Hidden extra dimensions are causing measurements of the strength of gravity at different locations on Earth to be affected by the planet's magnetic field, French researchers say.
The two most accurate measurements of Newton's constant (G) contradict each other
This is a controversial claim because no one has ever provided experimental evidence to support either the existence of extra dimensions or any interaction between gravity and electromagnetism. But lab measurements of Newton's gravitational constant G suggest that both are real.
Newton's constant, which describes the strength of the gravitational pull that bodies exert on each other, is the most poorly determined of the constants of nature. The two most accurate measurements have experimental errors of 1 part in 10,000, yet their values differ by 10 times that amount. So physicists are left with no idea of its absolute value.

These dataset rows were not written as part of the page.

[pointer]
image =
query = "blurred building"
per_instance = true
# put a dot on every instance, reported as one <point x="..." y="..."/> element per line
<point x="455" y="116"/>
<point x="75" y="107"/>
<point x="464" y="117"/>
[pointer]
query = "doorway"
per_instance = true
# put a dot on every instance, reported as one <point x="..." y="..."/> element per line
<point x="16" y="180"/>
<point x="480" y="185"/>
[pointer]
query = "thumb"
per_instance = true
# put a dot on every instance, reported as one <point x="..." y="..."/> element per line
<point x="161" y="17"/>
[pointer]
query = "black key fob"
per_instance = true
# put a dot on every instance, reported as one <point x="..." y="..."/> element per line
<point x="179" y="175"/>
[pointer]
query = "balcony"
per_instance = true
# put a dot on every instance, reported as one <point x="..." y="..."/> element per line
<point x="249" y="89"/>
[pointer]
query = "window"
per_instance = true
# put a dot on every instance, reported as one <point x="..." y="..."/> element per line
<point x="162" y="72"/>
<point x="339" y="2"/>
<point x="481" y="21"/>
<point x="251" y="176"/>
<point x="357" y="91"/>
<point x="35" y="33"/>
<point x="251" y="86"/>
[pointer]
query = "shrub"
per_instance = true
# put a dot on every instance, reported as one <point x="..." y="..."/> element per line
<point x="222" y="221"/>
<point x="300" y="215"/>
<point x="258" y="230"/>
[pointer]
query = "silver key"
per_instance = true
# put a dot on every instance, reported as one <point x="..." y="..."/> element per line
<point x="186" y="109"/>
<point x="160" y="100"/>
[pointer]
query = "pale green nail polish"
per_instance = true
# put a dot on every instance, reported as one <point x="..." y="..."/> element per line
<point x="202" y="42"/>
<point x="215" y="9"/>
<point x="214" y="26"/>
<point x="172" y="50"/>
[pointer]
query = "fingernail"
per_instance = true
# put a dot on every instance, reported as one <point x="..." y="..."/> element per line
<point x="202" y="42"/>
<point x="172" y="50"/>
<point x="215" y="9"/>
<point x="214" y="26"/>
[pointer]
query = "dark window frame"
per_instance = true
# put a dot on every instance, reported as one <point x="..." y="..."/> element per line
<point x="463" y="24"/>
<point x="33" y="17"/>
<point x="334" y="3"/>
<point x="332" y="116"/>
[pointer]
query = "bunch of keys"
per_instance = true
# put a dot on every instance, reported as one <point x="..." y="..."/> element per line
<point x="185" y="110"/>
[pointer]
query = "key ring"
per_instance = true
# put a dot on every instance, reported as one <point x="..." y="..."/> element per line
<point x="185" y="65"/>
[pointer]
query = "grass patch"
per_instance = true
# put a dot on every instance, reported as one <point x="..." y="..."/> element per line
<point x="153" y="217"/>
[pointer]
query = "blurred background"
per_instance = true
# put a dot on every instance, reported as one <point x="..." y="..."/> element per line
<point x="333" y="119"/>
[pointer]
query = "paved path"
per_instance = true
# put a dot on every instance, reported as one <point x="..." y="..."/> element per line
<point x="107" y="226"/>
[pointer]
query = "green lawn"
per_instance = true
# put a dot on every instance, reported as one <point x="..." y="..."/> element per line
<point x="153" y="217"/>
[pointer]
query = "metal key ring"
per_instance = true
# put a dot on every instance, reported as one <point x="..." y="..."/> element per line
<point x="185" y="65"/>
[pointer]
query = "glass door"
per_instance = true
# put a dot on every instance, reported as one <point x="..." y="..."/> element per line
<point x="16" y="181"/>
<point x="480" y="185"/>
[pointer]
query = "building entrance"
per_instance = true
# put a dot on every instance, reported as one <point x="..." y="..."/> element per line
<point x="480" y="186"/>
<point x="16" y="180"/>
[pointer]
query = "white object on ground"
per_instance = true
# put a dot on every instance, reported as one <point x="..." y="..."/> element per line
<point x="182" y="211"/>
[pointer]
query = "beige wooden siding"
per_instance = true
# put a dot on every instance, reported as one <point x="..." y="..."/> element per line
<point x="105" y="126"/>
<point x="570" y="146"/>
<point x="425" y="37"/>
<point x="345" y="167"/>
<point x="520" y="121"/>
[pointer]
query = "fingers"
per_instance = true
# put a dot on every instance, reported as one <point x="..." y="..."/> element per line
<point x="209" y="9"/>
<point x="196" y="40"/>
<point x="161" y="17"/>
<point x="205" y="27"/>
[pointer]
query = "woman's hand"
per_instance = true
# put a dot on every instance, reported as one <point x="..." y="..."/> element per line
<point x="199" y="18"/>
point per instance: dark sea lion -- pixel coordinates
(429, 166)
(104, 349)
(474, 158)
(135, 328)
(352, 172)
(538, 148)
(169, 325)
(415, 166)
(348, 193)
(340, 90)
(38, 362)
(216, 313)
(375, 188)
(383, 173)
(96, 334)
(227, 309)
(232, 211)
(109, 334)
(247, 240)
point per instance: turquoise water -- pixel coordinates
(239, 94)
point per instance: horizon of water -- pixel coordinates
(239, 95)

Now Jean-Paul Mbelek and Marc Lachieze-Ray of the French Atomic Energy Commission near Paris say they can resolve the contradiction by taking into account the location of the labs where the experiments were carried out.
The pair suggest that electromagnetism and gravity influence one another enough for gravity's pull to be noticeably affected by the Earth's magnetic field.
String theory
Their work is based on theories such as string theory that try to unify all the forces, including electromagnetism and gravity, by invoking the existence of several extra spatial dimensions.
In a paper submitted to Classical and Quantum Gravity and presented at a meeting of the European Astronomical Society in Porto, Portugal, the researchers calculated the values they would expect G to have at different locations around the world. They say it should be greater where the Earth's magnetic field is stronger, with the highest measurements at the north and south magnetic poles.
The values of G measured so far seem to fit with that idea. But the researchers say the best way to test their theory would be to take accurate measurements of G at locations such as the magnetic poles and particular longitudes on the equator, and then check those values against the predictions.
Studies of the Sun also support the theory. To make mathematical models of the star's interior tally with experimental data, physicists have to use a lower value of G than is traditionally agreed. Mbelek says his calculations predict that electromagnetism would not boost gravity as much at higher temperatures, so you would expect G to be lower inside the Sun.
Exotic physics
But other researchers are not convinced. Clifford Will, a gravity theorist at Washington University in St Louis, Missouri, believes improvements in terrestrial experiments will eventually do away with the need for explanations that rely on such exotic physics.
"In many ways it's a scandal that we don't have an agreed value for G, but if you look at the experiments, the values have been converging," he says. "In five years or so, we'll have an agreed value."
But Mbelek does not think so. Although the precision of individual measurements is improving, he says, the values are not converging.